In my own wiki system my caching system is pretty simple - when the page is updated it checks links to make sure they are valid and applies the correct formatting/location for those that aren't. The cached page is saved as a HTML page in my cache root.
Pages that are marked as 'not created' during the page update are inserted into the a table of the database that holds the page and then a csv of pages that link to it.
When someone creates that page it initiates a scan to look through each linking page and re-caches the linking page with the correct link and formatting.
If you weren't interested in highlighting non-created pages however you could just have a checker to see if the page is created when you attempt to access it - and if not redirect to the creation page. Then just link to pages as normal in other articles.
I tried to do this once and it was a nightmare! My solution was a nasty loop in a SQL procedure, and I don't recommend it.
One thing that gave me trouble was deciding what link to use on a multi-word phrase. Say you had some text saying "I am using Stack Overflow" and your wiki had 3 pages called "stack", "overflow" and "stack overflow"....which part of your phrase gets linked to where? It will happen!

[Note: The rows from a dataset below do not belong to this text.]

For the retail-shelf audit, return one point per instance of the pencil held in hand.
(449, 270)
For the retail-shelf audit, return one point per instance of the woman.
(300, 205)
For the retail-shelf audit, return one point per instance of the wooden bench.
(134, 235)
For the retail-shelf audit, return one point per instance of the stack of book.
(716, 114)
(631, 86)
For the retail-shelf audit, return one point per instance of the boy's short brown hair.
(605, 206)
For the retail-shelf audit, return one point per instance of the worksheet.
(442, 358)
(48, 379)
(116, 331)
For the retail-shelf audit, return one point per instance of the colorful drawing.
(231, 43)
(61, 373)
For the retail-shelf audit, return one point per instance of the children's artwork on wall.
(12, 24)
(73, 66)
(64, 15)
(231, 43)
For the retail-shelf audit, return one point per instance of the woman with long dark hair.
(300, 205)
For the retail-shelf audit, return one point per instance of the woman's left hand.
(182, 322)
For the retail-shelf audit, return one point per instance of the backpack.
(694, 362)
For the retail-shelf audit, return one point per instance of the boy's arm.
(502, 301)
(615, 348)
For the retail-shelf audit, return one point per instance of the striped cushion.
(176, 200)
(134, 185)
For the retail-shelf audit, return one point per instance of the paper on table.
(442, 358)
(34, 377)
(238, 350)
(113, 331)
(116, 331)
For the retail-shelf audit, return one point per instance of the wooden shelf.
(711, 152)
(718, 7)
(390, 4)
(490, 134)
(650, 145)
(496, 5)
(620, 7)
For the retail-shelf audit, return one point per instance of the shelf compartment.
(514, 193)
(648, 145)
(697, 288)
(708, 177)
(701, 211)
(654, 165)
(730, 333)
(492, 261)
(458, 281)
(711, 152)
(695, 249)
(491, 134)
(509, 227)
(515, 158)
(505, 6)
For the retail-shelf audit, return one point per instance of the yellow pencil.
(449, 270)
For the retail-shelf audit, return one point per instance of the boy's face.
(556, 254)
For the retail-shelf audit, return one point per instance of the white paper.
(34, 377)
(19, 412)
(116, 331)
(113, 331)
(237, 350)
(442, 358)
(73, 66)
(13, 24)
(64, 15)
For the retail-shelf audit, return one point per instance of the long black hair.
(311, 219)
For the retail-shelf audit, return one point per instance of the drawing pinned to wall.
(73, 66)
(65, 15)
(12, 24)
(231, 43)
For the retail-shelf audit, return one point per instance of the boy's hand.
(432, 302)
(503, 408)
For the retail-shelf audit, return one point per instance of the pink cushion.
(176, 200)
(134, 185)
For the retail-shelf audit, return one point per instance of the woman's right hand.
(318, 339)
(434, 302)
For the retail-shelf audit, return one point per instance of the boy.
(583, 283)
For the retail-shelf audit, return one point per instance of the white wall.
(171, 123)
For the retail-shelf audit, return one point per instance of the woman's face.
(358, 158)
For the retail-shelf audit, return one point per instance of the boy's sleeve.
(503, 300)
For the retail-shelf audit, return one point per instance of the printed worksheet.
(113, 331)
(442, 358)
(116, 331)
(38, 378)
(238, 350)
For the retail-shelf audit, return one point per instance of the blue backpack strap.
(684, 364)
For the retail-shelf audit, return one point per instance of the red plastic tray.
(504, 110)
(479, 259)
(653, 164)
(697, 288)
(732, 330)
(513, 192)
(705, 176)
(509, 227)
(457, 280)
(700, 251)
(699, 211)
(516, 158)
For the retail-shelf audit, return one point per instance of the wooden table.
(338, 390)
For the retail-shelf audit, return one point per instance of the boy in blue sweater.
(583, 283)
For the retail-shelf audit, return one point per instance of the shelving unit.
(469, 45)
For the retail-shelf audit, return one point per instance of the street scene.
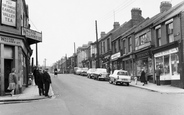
(92, 57)
(79, 95)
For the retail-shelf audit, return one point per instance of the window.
(124, 47)
(103, 47)
(143, 39)
(119, 46)
(158, 36)
(108, 44)
(130, 44)
(170, 35)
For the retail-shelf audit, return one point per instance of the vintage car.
(84, 71)
(100, 74)
(120, 77)
(90, 72)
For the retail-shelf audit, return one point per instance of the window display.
(166, 65)
(175, 64)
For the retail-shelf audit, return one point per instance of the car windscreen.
(122, 73)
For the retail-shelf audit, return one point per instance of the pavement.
(167, 89)
(31, 92)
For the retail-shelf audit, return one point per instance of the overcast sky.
(63, 22)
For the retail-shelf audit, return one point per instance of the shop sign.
(117, 55)
(32, 34)
(143, 45)
(145, 54)
(11, 41)
(174, 50)
(8, 12)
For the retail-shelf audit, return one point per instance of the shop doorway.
(7, 70)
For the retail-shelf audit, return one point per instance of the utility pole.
(97, 46)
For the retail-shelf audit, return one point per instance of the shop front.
(115, 61)
(168, 61)
(13, 54)
(143, 60)
(127, 64)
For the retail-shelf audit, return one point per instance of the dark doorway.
(7, 70)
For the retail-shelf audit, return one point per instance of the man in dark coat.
(40, 82)
(143, 77)
(47, 81)
(35, 73)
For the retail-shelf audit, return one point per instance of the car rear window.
(122, 73)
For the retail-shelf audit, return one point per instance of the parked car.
(78, 71)
(100, 74)
(90, 72)
(120, 76)
(84, 71)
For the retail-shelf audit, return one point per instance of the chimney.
(165, 6)
(136, 13)
(116, 25)
(102, 34)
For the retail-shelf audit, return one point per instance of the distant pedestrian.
(40, 82)
(47, 81)
(12, 81)
(158, 73)
(55, 72)
(143, 77)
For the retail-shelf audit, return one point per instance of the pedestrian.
(40, 82)
(143, 77)
(12, 81)
(47, 81)
(158, 73)
(55, 72)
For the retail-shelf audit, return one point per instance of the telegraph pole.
(97, 46)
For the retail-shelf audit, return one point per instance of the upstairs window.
(158, 36)
(170, 35)
(124, 47)
(130, 44)
(108, 44)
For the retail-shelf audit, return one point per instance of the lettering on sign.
(11, 41)
(8, 12)
(117, 55)
(174, 50)
(32, 34)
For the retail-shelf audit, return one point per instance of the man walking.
(47, 81)
(158, 73)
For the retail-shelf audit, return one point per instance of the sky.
(65, 22)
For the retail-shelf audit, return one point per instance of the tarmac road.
(78, 95)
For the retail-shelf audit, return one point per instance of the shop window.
(130, 44)
(158, 35)
(159, 62)
(170, 35)
(166, 65)
(175, 64)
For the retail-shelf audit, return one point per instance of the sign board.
(8, 12)
(32, 34)
(174, 50)
(117, 55)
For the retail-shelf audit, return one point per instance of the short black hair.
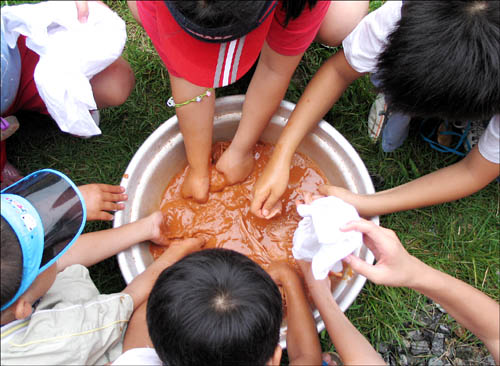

My idea would be to query the titles like SELECT title FROM articles and simply check if each wikilink is in that array of strings. If it is you link to the page, if not, you link to the create page.
In a personal project I made with Sinatra (link text) after I run the content through Markdown, I do a gsub to replace wiki words and other things (like [[Here is my link]] and whatnot) with proper links, on each checking if the page exists and linking to create or view depending.
It's not the best, but I didn't build this app with caching/speed in mind. It's a low resource simple wiki.
If speed was more important, you could wrap the app in something to cache it. For example, sinatra can be wrapped with the Rack caching.
Based on my experience developing Juli, which is an offline personal wiki with autolink, generating static HTML approach may fix your issue.
As you think, it takes long time to generate autolinked Wiki page. However, in generating static HTML situation, regenerating autolinked Wiki page happens only when a wikipage is newly added or deleted (in other words, it doesn't happen when updating wikipage) and the 'regenerating' can be done in background so that usually I don't matter how it take long time. User will see only the generated static HTML.